Filmlerin İçindeki Gizem

Film, birçok fotoğrafın bir araya gelmesiyle oluşan çoğumuzun beğenerek izlediği hareketli şeritlerin tümüdür. Filmleri, birçok duyguyu ve mesajı sembolize etmek için kullanırız. Bundan dolayı bir nevi filmler hayatımızı da yansıtmakta ve bizi etkilemektedir. Fakat bu etki hayata bakış açımızı değiştirebilen bir kuvvete sahip midir? 

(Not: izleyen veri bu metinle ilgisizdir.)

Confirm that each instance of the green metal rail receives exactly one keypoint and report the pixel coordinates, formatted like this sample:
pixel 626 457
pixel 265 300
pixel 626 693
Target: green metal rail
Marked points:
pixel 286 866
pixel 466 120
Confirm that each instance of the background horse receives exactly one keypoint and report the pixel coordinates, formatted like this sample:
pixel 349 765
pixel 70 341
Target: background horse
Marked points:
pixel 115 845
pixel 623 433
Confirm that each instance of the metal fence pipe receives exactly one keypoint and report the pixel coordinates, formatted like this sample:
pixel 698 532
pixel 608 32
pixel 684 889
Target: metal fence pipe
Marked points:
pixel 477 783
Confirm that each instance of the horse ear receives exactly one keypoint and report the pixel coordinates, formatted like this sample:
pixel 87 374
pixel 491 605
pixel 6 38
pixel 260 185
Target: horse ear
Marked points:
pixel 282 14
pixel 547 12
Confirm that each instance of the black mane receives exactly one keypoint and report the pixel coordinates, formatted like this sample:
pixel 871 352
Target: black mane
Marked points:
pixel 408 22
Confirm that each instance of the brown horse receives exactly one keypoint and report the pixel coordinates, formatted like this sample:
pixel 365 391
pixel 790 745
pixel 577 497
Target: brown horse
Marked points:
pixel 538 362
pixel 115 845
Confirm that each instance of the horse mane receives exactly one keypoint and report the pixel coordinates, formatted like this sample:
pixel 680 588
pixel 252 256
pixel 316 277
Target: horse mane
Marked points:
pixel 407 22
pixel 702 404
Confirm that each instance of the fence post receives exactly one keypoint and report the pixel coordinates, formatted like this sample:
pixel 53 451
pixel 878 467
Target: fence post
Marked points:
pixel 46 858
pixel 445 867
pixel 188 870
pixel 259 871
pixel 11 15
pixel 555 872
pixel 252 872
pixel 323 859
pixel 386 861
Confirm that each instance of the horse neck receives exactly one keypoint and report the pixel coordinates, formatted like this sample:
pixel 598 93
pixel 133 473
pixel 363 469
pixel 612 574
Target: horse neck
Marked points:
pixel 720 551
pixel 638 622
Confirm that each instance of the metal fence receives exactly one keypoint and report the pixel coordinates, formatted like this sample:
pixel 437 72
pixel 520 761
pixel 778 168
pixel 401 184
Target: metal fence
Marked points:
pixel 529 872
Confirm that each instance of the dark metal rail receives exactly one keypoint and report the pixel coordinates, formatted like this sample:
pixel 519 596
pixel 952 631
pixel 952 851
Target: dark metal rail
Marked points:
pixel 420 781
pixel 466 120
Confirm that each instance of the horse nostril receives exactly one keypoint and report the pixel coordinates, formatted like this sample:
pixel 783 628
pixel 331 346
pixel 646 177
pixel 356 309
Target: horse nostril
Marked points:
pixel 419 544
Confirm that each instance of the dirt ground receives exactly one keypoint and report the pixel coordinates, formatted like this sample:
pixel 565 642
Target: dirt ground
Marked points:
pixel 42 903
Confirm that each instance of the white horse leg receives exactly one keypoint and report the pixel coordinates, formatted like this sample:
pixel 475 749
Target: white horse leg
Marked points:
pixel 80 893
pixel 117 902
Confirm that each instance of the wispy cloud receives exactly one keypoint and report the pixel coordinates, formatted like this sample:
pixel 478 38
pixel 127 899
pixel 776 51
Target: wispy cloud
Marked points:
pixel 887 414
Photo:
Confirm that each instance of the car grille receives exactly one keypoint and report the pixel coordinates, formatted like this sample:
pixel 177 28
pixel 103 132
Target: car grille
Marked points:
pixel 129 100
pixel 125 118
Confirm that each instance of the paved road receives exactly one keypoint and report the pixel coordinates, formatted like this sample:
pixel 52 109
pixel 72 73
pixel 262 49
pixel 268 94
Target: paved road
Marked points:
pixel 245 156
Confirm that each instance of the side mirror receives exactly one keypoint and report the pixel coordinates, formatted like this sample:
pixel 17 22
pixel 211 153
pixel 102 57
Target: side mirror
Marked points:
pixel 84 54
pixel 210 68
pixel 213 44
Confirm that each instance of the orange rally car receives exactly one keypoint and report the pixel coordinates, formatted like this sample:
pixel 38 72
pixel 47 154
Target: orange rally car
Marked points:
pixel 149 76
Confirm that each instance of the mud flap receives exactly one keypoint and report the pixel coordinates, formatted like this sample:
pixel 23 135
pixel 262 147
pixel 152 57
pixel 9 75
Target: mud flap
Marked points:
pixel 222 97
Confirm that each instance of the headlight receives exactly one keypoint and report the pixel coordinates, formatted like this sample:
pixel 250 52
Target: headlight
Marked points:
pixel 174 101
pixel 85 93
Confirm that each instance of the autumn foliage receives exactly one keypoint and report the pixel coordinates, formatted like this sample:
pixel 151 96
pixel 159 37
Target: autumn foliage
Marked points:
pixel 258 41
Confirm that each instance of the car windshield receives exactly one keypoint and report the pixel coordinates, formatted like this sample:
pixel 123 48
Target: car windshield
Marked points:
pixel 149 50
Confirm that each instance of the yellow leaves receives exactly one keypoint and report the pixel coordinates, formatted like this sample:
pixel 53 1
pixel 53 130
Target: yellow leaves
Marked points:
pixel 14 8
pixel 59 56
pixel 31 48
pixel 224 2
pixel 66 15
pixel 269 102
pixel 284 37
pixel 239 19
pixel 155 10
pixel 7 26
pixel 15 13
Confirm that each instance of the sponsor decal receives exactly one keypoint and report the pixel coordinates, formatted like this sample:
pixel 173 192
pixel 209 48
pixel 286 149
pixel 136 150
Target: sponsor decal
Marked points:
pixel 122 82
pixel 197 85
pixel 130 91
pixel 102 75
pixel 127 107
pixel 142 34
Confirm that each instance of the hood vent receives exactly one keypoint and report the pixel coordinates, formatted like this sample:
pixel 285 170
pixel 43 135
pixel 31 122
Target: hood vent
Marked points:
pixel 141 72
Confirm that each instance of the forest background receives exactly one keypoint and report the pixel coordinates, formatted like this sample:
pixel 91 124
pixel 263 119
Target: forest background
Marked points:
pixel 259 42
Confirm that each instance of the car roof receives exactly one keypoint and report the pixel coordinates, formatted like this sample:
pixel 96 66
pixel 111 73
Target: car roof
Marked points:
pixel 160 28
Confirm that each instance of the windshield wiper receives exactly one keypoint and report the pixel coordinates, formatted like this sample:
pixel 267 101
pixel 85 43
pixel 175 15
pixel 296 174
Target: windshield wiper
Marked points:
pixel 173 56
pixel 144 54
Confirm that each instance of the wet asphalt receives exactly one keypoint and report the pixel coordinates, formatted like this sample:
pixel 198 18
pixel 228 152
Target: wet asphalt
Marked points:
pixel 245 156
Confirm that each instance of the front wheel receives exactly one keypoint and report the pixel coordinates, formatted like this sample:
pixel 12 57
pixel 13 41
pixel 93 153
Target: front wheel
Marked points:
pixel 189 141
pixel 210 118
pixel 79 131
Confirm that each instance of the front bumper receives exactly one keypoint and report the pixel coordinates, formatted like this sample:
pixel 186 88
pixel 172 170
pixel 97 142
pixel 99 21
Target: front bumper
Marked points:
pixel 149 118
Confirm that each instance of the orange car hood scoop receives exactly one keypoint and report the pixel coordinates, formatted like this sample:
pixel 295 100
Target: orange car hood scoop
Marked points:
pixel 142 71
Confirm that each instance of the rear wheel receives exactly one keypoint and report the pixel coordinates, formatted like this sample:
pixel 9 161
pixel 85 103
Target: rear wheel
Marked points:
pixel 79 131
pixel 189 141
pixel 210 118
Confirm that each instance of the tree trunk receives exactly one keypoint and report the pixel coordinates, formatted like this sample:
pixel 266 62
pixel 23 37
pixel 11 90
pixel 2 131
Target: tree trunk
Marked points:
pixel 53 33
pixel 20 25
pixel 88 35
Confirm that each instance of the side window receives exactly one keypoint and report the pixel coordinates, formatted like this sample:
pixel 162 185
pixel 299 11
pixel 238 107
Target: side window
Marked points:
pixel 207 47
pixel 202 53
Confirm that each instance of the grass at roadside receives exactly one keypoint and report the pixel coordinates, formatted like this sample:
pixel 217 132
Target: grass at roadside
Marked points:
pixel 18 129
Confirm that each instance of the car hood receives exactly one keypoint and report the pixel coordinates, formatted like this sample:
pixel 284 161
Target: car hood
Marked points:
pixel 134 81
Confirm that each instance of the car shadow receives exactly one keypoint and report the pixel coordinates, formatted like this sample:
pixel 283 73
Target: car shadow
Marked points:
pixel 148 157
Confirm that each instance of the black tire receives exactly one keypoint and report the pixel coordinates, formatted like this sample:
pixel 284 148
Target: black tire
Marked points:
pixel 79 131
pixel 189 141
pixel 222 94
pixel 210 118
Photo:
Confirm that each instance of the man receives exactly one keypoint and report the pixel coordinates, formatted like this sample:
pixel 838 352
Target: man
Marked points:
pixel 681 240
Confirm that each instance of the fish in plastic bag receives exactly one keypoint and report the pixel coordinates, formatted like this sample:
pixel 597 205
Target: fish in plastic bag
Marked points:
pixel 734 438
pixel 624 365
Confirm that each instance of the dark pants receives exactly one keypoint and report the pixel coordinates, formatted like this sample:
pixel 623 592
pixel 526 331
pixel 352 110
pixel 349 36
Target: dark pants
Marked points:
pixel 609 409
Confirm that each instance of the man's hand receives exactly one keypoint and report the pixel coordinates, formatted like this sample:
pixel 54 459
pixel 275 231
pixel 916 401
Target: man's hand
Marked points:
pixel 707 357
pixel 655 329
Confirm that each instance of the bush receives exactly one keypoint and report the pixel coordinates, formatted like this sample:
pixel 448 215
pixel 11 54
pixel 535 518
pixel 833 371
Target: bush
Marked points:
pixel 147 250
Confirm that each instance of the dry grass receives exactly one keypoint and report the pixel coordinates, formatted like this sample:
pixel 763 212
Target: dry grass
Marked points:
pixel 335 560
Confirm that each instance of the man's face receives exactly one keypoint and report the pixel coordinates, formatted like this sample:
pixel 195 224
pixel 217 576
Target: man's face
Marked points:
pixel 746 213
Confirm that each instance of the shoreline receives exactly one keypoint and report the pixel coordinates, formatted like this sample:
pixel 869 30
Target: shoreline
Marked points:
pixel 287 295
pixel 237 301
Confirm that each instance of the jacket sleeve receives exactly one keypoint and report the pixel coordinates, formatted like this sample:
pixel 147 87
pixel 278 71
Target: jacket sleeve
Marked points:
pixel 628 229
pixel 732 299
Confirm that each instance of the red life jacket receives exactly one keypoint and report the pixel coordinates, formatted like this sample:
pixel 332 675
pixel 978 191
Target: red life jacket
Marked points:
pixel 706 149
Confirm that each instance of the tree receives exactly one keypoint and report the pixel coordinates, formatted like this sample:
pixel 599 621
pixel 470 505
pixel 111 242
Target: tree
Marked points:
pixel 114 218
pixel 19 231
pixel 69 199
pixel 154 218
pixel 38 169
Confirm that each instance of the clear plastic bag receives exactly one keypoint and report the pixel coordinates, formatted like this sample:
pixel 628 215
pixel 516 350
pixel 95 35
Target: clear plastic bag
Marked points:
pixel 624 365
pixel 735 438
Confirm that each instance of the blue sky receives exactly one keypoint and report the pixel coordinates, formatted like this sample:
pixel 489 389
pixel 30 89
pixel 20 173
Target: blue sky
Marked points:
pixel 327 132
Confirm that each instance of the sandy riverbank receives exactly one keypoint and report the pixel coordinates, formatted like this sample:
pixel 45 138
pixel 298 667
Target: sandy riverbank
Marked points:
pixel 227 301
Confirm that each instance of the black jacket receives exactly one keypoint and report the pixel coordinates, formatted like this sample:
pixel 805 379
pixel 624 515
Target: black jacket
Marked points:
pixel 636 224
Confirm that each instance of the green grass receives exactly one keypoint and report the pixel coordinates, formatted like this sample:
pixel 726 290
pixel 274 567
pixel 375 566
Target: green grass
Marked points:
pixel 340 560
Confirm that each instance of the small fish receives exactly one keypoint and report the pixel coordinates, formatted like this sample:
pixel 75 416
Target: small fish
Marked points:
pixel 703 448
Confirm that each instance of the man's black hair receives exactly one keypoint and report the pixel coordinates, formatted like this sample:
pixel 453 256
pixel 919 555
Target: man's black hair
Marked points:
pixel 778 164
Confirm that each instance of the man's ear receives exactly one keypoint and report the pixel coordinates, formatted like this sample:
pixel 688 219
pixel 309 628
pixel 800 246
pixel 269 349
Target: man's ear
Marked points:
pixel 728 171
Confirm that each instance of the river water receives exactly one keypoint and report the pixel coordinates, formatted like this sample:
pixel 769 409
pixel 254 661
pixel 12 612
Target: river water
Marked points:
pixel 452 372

Filmlerde verilen mesajı iletmek ve insanları etkilemek için filmin konusuna önem verilir. Bununla birlikte ana karakterin özellikleri ile giyim tarzı, kullanılan müzikler, olayların yaşanıldığı yerler ve benzeri detaylar özellikle koyularak filmin verdiği duygu ve düşüncelerin daha da derinleştirilmesi sağlanır. Sonuç olarak da bakış açımızı etkileyebilen, dünya klasiği sayılan filmler ortaya çıkar. Buna bir örnek olarak, klasik ve yıllardan beri popülerliğini kaybetmemiş “Godfather” filmi olabilir. Bu filmdeki müzikler ve kurgu ön plana çıkıp biz seyircilere; suç, adalet, dostluk, ihanet ve aile kavramlarının üzerinde tekrar düşünmemizi sağlayarak özellikle “aile” kavramına yeni bir anlam kazandırıyor. Ve bu sayede insanların aklına kazınan bir şaheser ortaya çıkıyor. Bazen de bu filmlerin içerdiği mesaj ve insanları düşündürdüğü konu daha derin olmasından dolayı bazı ülkelerde yayımlanmasına yasak bile getirilmiştir.  Filmlerin bakış açımızı bu denli etkileyebileceğini kanıtlayan bir diğer örnek ise kitaptan dönüştürülmüş “Otomatik Portakal’dır”. Filmin, irade hakkında yansıttığı mesaj tartışılmaya açık ve derin bir iletidir. Kötü bir insanın kendi iradesiyle topluma nasıl kazandırılabileceğini ve bir suçluya ne yapılırsa yapılsın kendi iradesiyle topluma yararlı bir insan olamayacağını savunan iki farklı görüşün üzerinde durulmuştur. Bundan dolayı filme bazı ülkeler tarafından yasaklama getirilmesine neden olmuştur.

 

İnsanların çocukluk dönemlerinde geçirdiği travmalar aldığı eğitim aile yapısı yaşamını çok etkilemektedir. Psikolojik sorunları olan bu insanlar şiddete dayalı filmleri seyrederek düşünme ve empati yeteneklerini kaybederek vahşileşirler. Buna gerçek hayatta yaşanmış üzücü bir olay örnek verilebilir: Columbine Katliamı. Bu olayda iki liseli çocuğun filmlerdeki şiddet konusundan etkilenmesi ve bu etkiden dolayı lisede yaptıkları silahlı saldırıdır. Yani bazı şiddet ağırlıklı filmlerin bile insanları etkileme ihtimali vardır. 

Sonuç olarak, filmler geniş toplulukları etkileyen, insanların davranış ve düşüncelerini değiştiren bir iletişim aracıdır.